Die doppelte Buchführung (Doppik) ist das grundlegende System zur systematischen Erfassung aller Geschäftsvorfälle eines Unternehmens. Ihr Kennzeichen: Jeder Geschäftsvorfall wird auf mindestens zwei Konten gebucht – einmal im Soll und einmal im Haben. Sie ist die Grundlage der kaufmännischen Buchführung und für die meisten Kaufleute nach § 238 HGB verpflichtend.
Inhaltsverzeichnis
Was ist die doppelte Buchführung?
Der Begriff „doppelt“ beschreibt, dass jeder Vorgang in doppelter Hinsicht erfasst wird:
- auf zwei Konten – im Soll des einen und im Haben des anderen Kontos;
- zur doppelten Erfolgsermittlung – der Gewinn lässt sich sowohl über den Betriebsvermögensvergleich in der Bilanz als auch über die Gewinn- und Verlustrechnung ermitteln, und beide Wege führen zum selben Ergebnis.
Grundlage bildet das System aus Bestandskonten (Aktiv- und Passivkonten) und Erfolgskonten (Aufwendungen und Erträge), die alle aus der Bilanz beziehungsweise der Gewinn- und Verlustrechnung abgeleitet werden. Am Ende des Geschäftsjahres werden die Konten über das Schlussbilanzkonto und das Gewinn- und Verlustkonto abgeschlossen.
Prinzip und Buchungssatz
Jede Buchung folgt der Regel Soll an Haben. Die Summe der Sollbuchungen muss stets der Summe der Habenbuchungen entsprechen. Dadurch bleibt die Bilanzgleichung – Vermögen gleich Eigenkapital plus Schulden – immer im Gleichgewicht.

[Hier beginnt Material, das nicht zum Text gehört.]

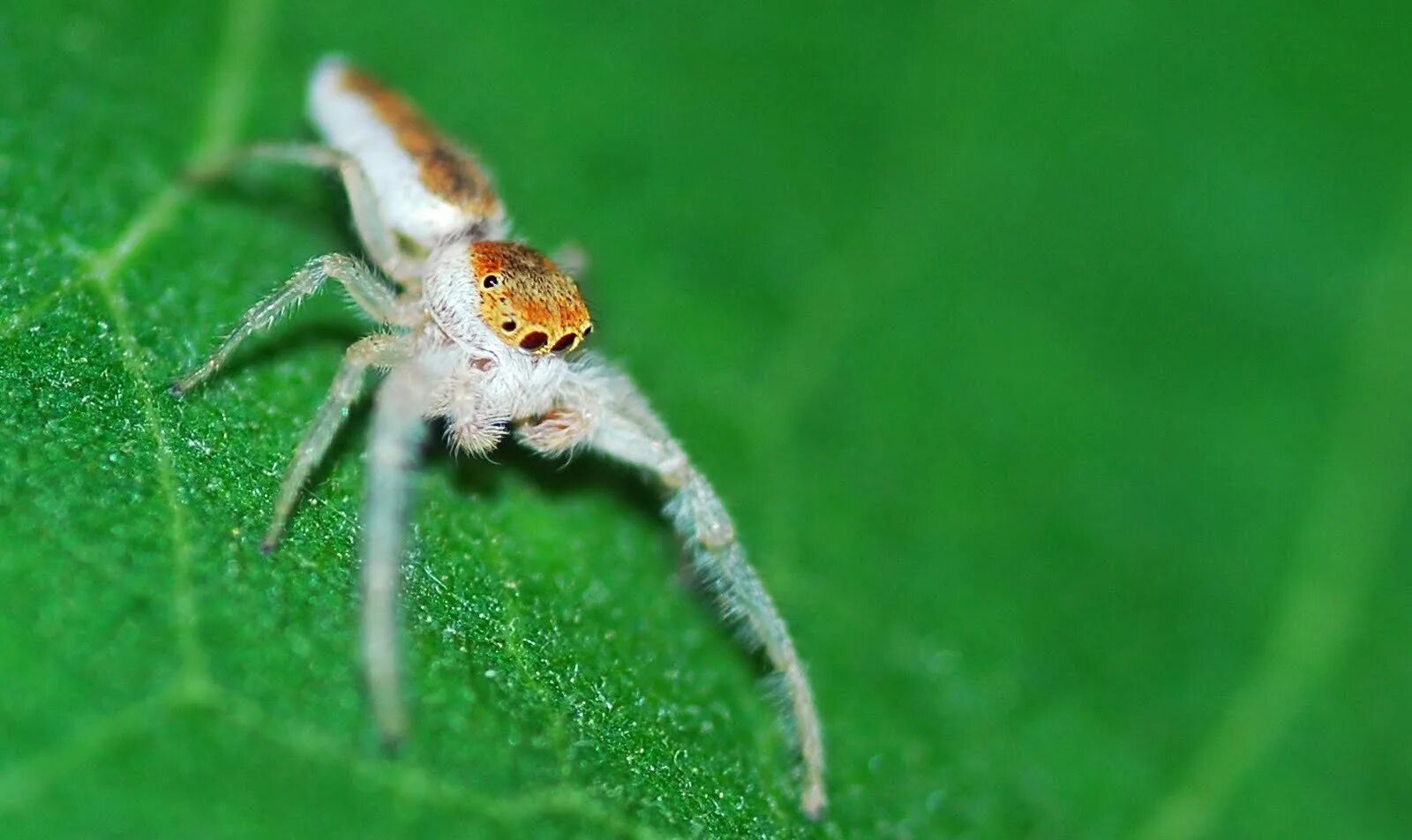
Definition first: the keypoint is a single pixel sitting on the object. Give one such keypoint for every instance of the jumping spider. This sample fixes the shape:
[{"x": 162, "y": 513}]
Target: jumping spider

- Aktivkonten mehren sich im Soll und mindern sich im Haben.
- Passivkonten mehren sich im Haben und mindern sich im Soll.
- Aufwandskonten werden im Soll, Ertragskonten im Haben gebucht.
Diese Systematik sorgt dafür, dass jeder Geschäftsvorfall lückenlos nachvollziehbar ist und Fehler durch die Kontrolle der Summengleichheit auffallen.
Beispiele für Buchungssätze
Barkauf von Büromaterial für 200 Euro: Der Aufwand steigt, die Kasse sinkt.
- Büromaterial (Aufwand) 200 Euro an Kasse 200 Euro
Ein Kunde zahlt eine Rechnung über 1.000 Euro per Bank: Das Bankguthaben steigt, die Forderung sinkt.
- Bank 1.000 Euro an Forderungen aus Lieferungen und Leistungen 1.000 Euro
Kauf einer Maschine auf Ziel für 5.000 Euro: Das Anlagevermögen steigt, die Verbindlichkeit steigt.
- Maschinen 5.000 Euro an Verbindlichkeiten aus Lieferungen und Leistungen 5.000 Euro
Man unterscheidet vier Grundtypen von Geschäftsvorfällen, die sich auf die Bilanz auswirken. Beim Aktivtausch ändert sich nur die Zusammensetzung des Vermögens, die Bilanzsumme bleibt gleich (etwa Barabhebung vom Bankkonto in die Kasse). Beim Passivtausch verschieben sich nur die Positionen des Kapitals. Bei der Aktiv-Passiv-Mehrung (Bilanzverlängerung) steigen Vermögen und Kapital gleichzeitig, etwa beim Kauf auf Ziel. Bei der Aktiv-Passiv-Minderung (Bilanzverkürzung) sinken beide, zum Beispiel bei der Begleichung einer Verbindlichkeit per Bank. Dieses Schema hilft, jeden Buchungssatz systematisch herzuleiten.
Häufige Fragen zur doppelten Buchführung
Warum heißt sie „doppelte“ Buchführung?
Weil jeder Geschäftsvorfall auf zwei Konten erfasst wird und der Erfolg auf zwei Wegen – über Bilanz und Gewinn- und Verlustrechnung – zum gleichen Ergebnis ermittelt werden kann.
Wer ist zur doppelten Buchführung verpflichtet?
Grundsätzlich alle Kaufleute nach HGB. Kleinere Gewerbetreibende und Freiberufler können unter bestimmten Grenzen die einfache Einnahmen-Überschuss-Rechnung nutzen.
Was bedeutet „Soll an Haben“?
Es ist die Grundform des Buchungssatzes: Zuerst wird das im Soll gebuchte Konto genannt, dann das im Haben gebuchte, wobei beide Beträge übereinstimmen müssen.